When it comes to needs that go beyond transcription of images into text or conversion of TIFF files into editable Word documents, capabilities often associated with advanced capture solutions should be considered. Let’s review those key capabilities: image processing, document classification, data extraction and data quality.

Image Processing

This capability is needed if you deal with scanned documents or pictures of documents taken with a mobile device. Delivering solid OCR data is heavily impacted by the quality of the image. Aspects like distortion, contrast, lighting, background/watermark removal, scaling correction and geometry correction are typically employed to ensure that an incoming document is optimized before OCR is applied. Advanced Capture intelligently applies image perfection functions.

Document Classification

Advanced Capture differentiates between different types of documents, which is a typical need in advanced capture tasks.
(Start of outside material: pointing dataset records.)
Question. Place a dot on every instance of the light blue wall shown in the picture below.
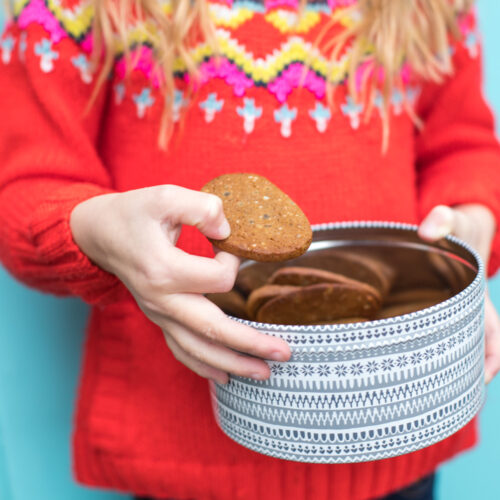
(40, 342)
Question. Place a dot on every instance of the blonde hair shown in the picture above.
(412, 31)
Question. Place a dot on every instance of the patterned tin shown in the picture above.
(367, 391)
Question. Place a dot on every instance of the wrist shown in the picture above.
(484, 223)
(86, 225)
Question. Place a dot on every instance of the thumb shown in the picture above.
(195, 208)
(438, 223)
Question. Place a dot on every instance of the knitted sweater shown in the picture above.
(143, 422)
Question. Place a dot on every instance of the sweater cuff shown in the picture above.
(465, 177)
(56, 248)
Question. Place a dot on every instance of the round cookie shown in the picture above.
(266, 225)
(358, 267)
(261, 295)
(319, 303)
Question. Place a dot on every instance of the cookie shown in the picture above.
(319, 303)
(400, 309)
(358, 267)
(266, 225)
(231, 303)
(305, 276)
(254, 276)
(411, 295)
(263, 294)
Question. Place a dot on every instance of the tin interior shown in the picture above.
(444, 264)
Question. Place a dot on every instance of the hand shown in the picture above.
(135, 240)
(474, 224)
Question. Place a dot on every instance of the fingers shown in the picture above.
(198, 315)
(202, 369)
(212, 360)
(185, 273)
(194, 208)
(438, 223)
(492, 341)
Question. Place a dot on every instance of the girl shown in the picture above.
(116, 112)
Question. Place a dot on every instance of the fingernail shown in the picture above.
(277, 356)
(224, 230)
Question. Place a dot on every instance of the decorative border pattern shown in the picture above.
(364, 391)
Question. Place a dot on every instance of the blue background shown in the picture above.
(40, 344)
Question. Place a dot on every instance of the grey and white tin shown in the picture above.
(372, 390)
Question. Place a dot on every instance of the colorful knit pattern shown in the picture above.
(296, 60)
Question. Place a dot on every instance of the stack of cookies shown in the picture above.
(321, 287)
(326, 287)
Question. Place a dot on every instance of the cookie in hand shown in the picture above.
(266, 225)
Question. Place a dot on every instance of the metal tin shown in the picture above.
(367, 391)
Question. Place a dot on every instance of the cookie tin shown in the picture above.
(377, 389)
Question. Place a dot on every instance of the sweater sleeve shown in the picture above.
(458, 154)
(48, 158)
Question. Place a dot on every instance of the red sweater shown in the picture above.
(144, 422)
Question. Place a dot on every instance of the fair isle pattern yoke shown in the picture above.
(295, 62)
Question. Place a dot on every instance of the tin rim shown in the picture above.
(349, 327)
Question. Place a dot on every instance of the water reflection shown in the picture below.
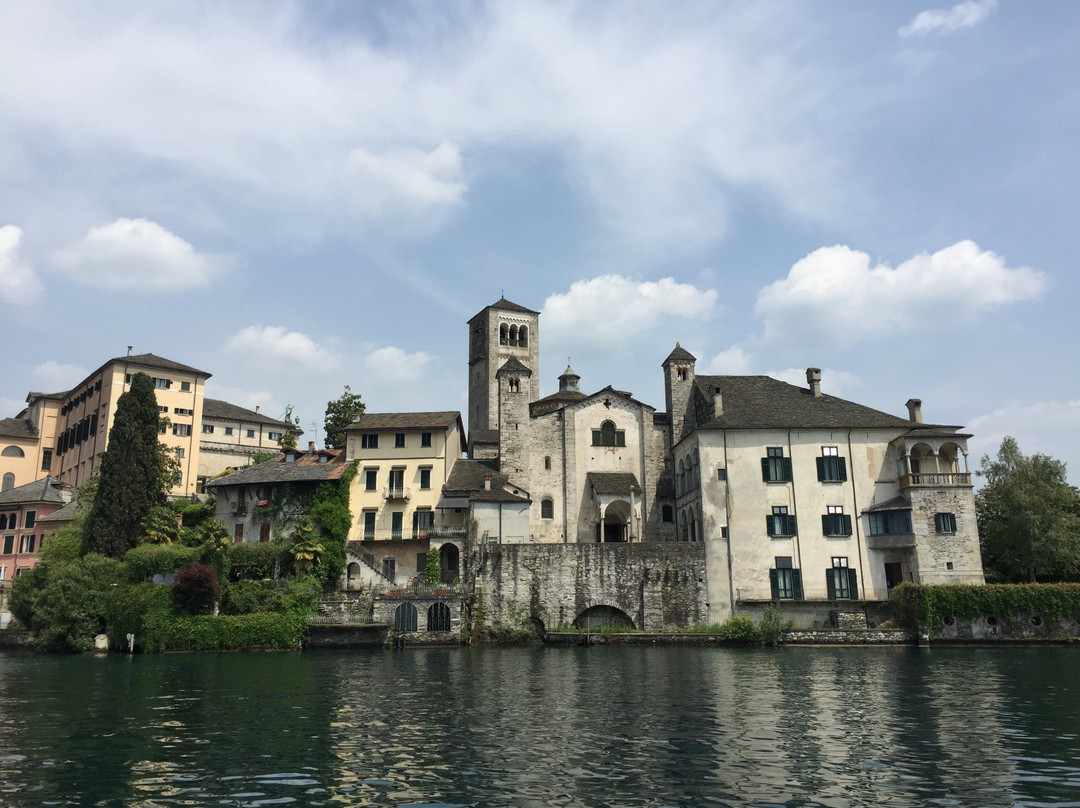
(544, 727)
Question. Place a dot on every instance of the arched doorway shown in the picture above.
(449, 559)
(597, 617)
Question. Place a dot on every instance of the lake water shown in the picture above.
(539, 726)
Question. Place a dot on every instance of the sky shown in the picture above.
(297, 197)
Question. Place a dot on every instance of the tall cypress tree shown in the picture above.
(132, 474)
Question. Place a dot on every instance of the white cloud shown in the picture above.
(274, 346)
(18, 282)
(54, 377)
(133, 254)
(834, 296)
(392, 364)
(613, 307)
(942, 21)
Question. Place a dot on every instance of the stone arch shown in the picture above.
(405, 617)
(602, 616)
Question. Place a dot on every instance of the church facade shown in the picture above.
(795, 495)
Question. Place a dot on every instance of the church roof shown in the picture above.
(761, 402)
(612, 482)
(680, 353)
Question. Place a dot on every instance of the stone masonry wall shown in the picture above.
(659, 586)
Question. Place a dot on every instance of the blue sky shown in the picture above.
(301, 197)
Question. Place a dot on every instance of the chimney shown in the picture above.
(915, 411)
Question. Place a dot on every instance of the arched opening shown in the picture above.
(449, 559)
(352, 576)
(599, 617)
(405, 617)
(439, 617)
(615, 525)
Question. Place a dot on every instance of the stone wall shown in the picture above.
(659, 587)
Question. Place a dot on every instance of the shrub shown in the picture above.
(740, 628)
(197, 589)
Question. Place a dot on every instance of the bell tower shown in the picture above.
(500, 332)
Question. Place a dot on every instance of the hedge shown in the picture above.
(930, 604)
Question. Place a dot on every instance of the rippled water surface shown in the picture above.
(544, 727)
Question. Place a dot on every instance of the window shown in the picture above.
(840, 581)
(608, 435)
(888, 523)
(781, 523)
(832, 468)
(775, 468)
(945, 522)
(836, 522)
(785, 582)
(439, 617)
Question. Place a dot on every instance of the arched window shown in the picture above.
(608, 435)
(405, 617)
(439, 617)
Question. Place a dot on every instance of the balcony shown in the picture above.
(935, 480)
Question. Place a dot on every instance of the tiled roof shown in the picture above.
(226, 412)
(17, 428)
(612, 482)
(306, 469)
(406, 420)
(760, 402)
(46, 489)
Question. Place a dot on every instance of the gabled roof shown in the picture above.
(226, 412)
(18, 428)
(761, 402)
(46, 489)
(307, 468)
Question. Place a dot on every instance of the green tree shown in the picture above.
(339, 414)
(134, 473)
(1028, 516)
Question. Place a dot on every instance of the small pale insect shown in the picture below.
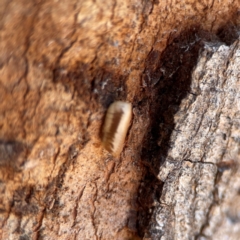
(115, 128)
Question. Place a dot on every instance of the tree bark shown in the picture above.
(62, 63)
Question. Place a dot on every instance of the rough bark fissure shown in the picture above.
(61, 64)
(223, 58)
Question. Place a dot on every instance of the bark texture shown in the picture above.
(62, 63)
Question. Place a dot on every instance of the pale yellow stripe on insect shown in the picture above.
(115, 128)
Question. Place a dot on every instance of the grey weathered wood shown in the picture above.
(200, 197)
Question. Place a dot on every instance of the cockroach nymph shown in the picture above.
(115, 128)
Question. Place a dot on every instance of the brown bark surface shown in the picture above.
(62, 63)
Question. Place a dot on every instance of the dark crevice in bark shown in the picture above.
(167, 79)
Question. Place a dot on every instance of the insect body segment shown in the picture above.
(117, 122)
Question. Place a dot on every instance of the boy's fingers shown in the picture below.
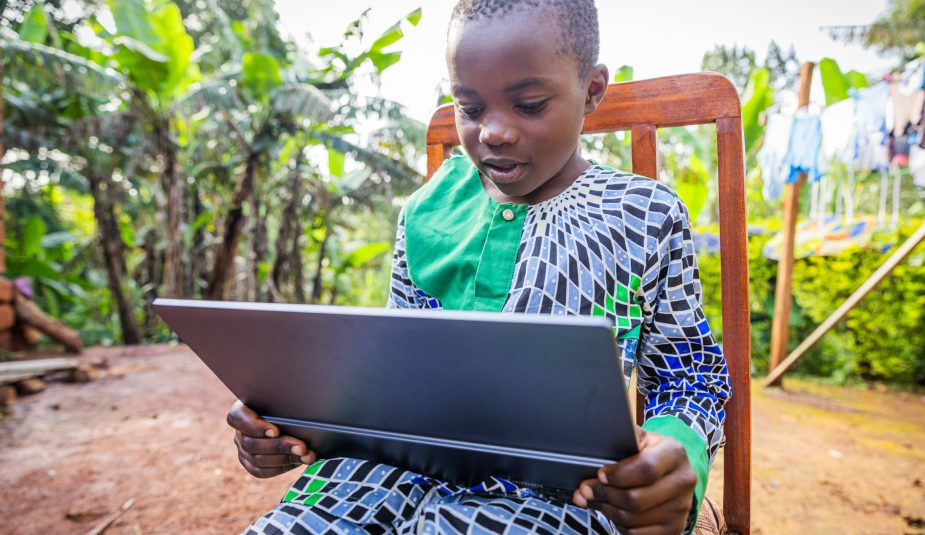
(243, 419)
(634, 524)
(273, 461)
(640, 500)
(659, 458)
(269, 446)
(263, 473)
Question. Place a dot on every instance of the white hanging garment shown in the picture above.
(839, 134)
(772, 156)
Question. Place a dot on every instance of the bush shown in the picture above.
(881, 339)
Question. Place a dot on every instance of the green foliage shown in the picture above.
(34, 28)
(882, 339)
(758, 97)
(260, 75)
(835, 84)
(623, 74)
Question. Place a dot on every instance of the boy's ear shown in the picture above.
(597, 87)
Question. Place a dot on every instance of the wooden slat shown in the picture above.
(736, 325)
(876, 278)
(780, 322)
(436, 154)
(2, 230)
(645, 154)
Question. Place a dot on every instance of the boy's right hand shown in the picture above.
(261, 450)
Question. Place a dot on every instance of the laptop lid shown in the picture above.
(481, 386)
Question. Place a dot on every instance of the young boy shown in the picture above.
(524, 224)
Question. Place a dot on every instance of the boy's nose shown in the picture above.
(496, 133)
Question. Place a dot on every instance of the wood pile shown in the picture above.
(27, 377)
(22, 322)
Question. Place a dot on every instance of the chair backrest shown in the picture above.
(642, 107)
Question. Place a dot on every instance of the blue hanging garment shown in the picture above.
(803, 151)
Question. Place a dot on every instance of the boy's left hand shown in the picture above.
(647, 494)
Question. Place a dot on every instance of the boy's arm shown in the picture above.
(681, 368)
(402, 292)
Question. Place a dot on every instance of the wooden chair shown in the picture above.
(642, 107)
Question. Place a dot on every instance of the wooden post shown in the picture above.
(2, 231)
(780, 327)
(882, 272)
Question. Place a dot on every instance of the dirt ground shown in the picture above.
(825, 459)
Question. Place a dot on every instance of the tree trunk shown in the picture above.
(288, 251)
(113, 251)
(259, 246)
(173, 190)
(2, 228)
(234, 222)
(322, 251)
(198, 264)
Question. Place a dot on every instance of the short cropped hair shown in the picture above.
(577, 21)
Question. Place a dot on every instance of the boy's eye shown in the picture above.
(531, 107)
(468, 111)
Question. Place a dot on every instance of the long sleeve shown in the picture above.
(682, 371)
(402, 291)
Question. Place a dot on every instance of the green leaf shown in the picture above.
(34, 28)
(353, 180)
(693, 186)
(384, 60)
(54, 239)
(623, 74)
(32, 236)
(833, 81)
(414, 17)
(856, 79)
(758, 97)
(127, 233)
(336, 161)
(367, 253)
(390, 36)
(153, 47)
(260, 75)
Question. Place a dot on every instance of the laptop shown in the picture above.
(458, 396)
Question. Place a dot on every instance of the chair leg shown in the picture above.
(710, 520)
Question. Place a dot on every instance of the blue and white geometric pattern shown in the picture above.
(618, 245)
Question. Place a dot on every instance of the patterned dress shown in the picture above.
(612, 244)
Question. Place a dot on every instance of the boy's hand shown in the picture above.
(261, 450)
(649, 493)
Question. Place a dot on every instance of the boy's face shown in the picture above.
(520, 104)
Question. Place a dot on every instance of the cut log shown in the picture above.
(15, 371)
(30, 386)
(6, 290)
(7, 396)
(28, 312)
(6, 340)
(84, 374)
(7, 317)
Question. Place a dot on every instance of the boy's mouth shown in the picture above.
(503, 171)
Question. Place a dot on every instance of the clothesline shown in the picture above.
(879, 128)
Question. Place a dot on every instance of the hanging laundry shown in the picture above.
(838, 131)
(870, 123)
(771, 157)
(907, 107)
(917, 165)
(804, 148)
(899, 146)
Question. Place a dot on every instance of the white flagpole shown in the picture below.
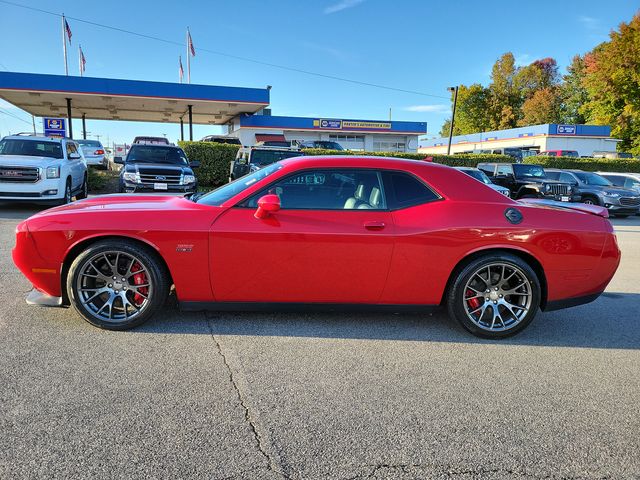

This is the province of classification. The ability to easily train a system to output reliable document class assignments is an important capability of Advanced Capture.

Data Extraction

Here we are not talking about conversion of an image of a document into text, but to satisfy the business need to turn documents into structured tag-value pairs that can be used by various systems. Advanced Capture offers a broader set of capabilities from the simplest ability to locate data by supplying field-level X-Y coordinates to more sophisticated location techniques such as presence of keywords, relative proximity of one data element to another or pattern matching so that the right data is accurately extracted.

Data Quality

This last one is probably the most difficult concept to measure and at the same time, the most important. When it comes to OCR, you receive text along with the character and word-level coordinates as well as character-level confidence scores. These confidence scores are used to convey the overall probability of the software delivering a correct character-level answer. For instance, in a word like “source”, the output might look like “s (45), o (35), u (99), c (85), e (95)” where  the numbers in parentheses represent confidence scores. However, character-level confidence scores don’t provide any value if the real objective is to locate and extract data elements that might consist of several words.

Advanced capture focuses on data element-level confidence scoring to reliably extract the most data elements, not data characters. Additionally, Advanced Capture provides a number of data validation capabilities to improve data results.